Yesterday, the union representing 45,000 northeastern and mid-Atlantic Verizon Communications employees walked away from the negotiating table and went on strike. So what’s the problem? Unsurprisingly, the union simply refuses to acknowledge today’s fiscal and technological realities.
It’s no secret that traditional copper wire communication – the division of Verizon in which the striking employees work – is a declining industry. In many homes today, a copper wire telephone looks like a quaint throwback to a bygone era, just as a dial phone looked 30 years ago with the arrival of push-button phones. That helps explain why wireline services are a declining part of Verizon’s business, and why most of Verizon’s profits come from wireless, not wireline, communications anymore. Stated simply, cellular phones and Voice over IP (VoIP) provide more advanced services more competitively.
Yet the CWA and IBEW refuse to acknowledge reality, and refuse to negotiate any attempt to share healthcare costs.
Other Verizon employees, including those in its fast-growing wireless phone and high-speed Internet divisions, already share a portion of their healthcare costs. In fact, 130,000 Verizon employees already do. This is simply a fact of modern life.
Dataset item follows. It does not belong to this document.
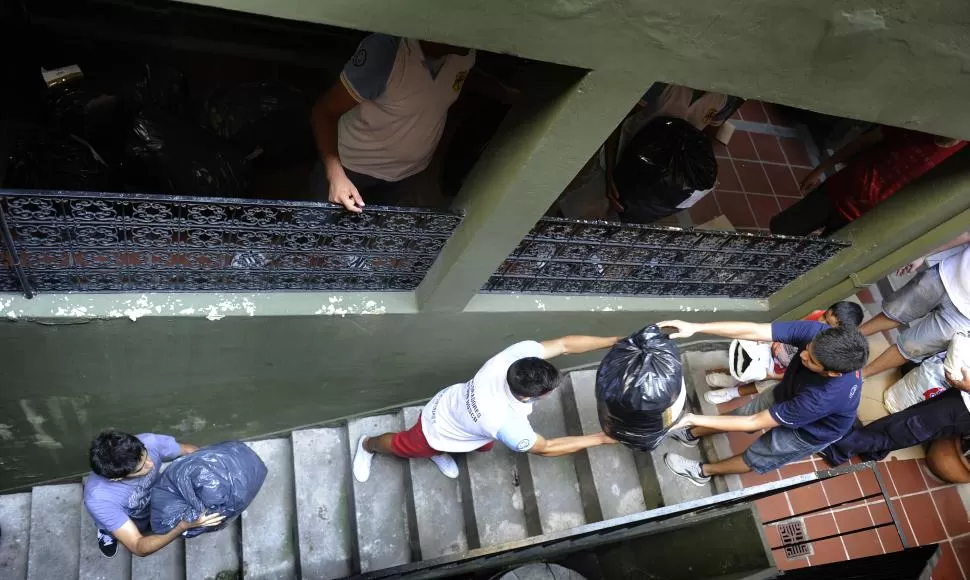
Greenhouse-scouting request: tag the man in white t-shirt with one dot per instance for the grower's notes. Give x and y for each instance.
(934, 306)
(381, 121)
(494, 405)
Across America, every employing entity in the United States is adapting to today’s economic and technological environment. Cities are dropping police and fire departments in favor of coordinating with adjoining cities. States are reviewing their employment practices and work rules to more accurately reflect the pressures of lower revenues and higher pension costs. Major companies are re-tooling not just their factories, but their production methods and business lines to more closely adapt to changing customer demands and new technologies. To that end, every business – from the smallest mom-and-pop stores to the largest telecommunications companies – must deal with the ever-growing cost of health care. Most Americans recognized long ago that individuals have to help bear the burden of growing healthcare costs. For its part, Verizon can hardly be said to be abandoning its employees’ healthcare needs, as the company spends about $4 billion per year on healthcare for employees, retirees, and their families.
So it is no small irony that wireline workers’ unions are least interested in evolving to allow their employer to continue to provide high-paying, long-term jobs to their employees and excellent services to their customers.